Carlotta Mercedes Agnes McCambridge was an American actress of radio, stage, film, and television. Orson Welles called her "the world's greatest living radio actress." She won an Academy Award for Best Supporting Actress for her screen debut in All the King's Men (1949) and was nominated in the same category for Giant (1956). She also provided the voice of the demon Pazuzu in The Exorcist (1973).
Best known as the voice of the demon in The Exorcist and winning a Best Supporting Actress Oscar for her role in 1949's All The King's Men, what most interested me about this memoir were McCambridge's reminiscences about her radio career. I've always been somewhat fascinated by actors who worked on radio, with only the power of their voices to convey the story.
She also campaigned for Adlai Stevenson in the 1950's. Possibly the best president the Americans never had. Along the way, she battled alcoholism (a running theme in my books lately, it seems) and worked with many famous people, including: Orsen Welles, James Dean, Montgomery Clift and Elizabeth Taylor. She was never a star, but she worked a lot in her lifetime.
I poked away at this memoir for months. Reading a page or three every night at bedtime. Luckily, it is very anecdotal, so it didn't suffer too much from this mistreatment.

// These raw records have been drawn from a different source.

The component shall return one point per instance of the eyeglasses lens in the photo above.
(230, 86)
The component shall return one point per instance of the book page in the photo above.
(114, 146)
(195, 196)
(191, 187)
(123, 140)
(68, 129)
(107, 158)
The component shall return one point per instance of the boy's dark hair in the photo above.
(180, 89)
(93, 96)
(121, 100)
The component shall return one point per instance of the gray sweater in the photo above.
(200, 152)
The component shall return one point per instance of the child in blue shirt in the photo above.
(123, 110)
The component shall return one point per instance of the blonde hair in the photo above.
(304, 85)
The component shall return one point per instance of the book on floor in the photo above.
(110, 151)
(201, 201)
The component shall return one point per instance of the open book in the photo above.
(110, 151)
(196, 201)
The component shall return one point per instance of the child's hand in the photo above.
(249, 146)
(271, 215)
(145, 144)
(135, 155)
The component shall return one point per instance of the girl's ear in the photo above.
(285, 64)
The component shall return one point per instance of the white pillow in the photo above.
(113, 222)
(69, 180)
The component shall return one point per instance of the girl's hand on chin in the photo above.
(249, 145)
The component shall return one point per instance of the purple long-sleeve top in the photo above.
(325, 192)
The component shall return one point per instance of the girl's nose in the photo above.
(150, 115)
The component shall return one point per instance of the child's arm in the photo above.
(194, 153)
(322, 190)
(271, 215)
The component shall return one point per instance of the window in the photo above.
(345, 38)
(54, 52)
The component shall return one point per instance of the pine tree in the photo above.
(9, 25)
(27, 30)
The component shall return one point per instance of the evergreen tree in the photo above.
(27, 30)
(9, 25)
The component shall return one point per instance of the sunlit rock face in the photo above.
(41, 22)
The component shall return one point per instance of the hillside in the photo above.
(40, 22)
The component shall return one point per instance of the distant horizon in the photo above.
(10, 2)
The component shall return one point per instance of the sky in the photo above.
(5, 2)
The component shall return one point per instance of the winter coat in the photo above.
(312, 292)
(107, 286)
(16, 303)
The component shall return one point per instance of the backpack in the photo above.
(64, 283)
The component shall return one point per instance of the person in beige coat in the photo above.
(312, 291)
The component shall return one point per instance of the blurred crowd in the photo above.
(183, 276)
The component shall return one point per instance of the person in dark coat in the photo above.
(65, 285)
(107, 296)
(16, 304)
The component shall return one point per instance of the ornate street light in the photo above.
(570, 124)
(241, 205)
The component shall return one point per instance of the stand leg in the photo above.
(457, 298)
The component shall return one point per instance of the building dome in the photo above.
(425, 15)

Like it's author's acting, this memoir is endlessly diverting and so compelling you barely notice the lack of structure. A natural storyteller, which she would attribute to her Irish heritage, she creates vivid tales of her growing up, her work experiences and fascinating people like Adlai Stevenson, James Dean, Orson Welles and Joan Crawford (though she never gets into the supposed feud on the set of "Johnny Guitar"). But the stories are not in chronological order, there's no index and the captions she wrote for the illustrations at times promise stories that never appear in the text. If you can forgive her for that, which I found easy to do, the book presents a humorous and moving look at one of the mid-century's best actresses.
This was quite an unexpectedly disappointing autobiography. Normally while reading the writings of others concerning their lives, I try to latch onto what is imitable when it comes to writing. This book had nothing to recommend it for writing a proper auto bio. The author was obviously still holding many grudges from her past. And so, instead of giving at least more positive views into her interesting life and entertainment career (radio, movies and t.v.), she proceeds to detail and delineate each and every grief in her life. With no repentance and no forgiveness she calls out those who had wronged her. The most strikingly nauseating parts of the book regard the author's attitude toward Christianity. She denigrates God and anything relating to the Lord in such a vicious way, going out of her way to bring Him into each situation in her life, seemingly just for the purpose of ridiculing and insulting both Christ and Christians, dissecting our faith. She makes sure the reader knows just how much she hates everything about God and those who believe in and follow Him. It is perpetually perplexing to consider the average atheist and how he typically goes out of his way to disparage Someone he professes not even to believe in. But God is in no way diminished. He is not insulted, moved or disturbed. Not yet.
Alongside Veronica Lake's bitter yet hilarious autobiography, one of the best chronicles of an actor's struggle from Hollywood to Chicago to NYC to London, and McCambridge never spares the gory details. The events in her youth, especially an episode with her friend's abortion, are heartbreaking, and McCambridge's eye for detail and unapologetically abrasive humor re: the movie business create surprises throughout the book. The only disappointments come when certain famous types and their stories linger on when all you want is more Mercedes McCambridge. The kind of book that makes you wish you were alive to hang out with her at the Algonquin, to hear her anecdotes and her laughter.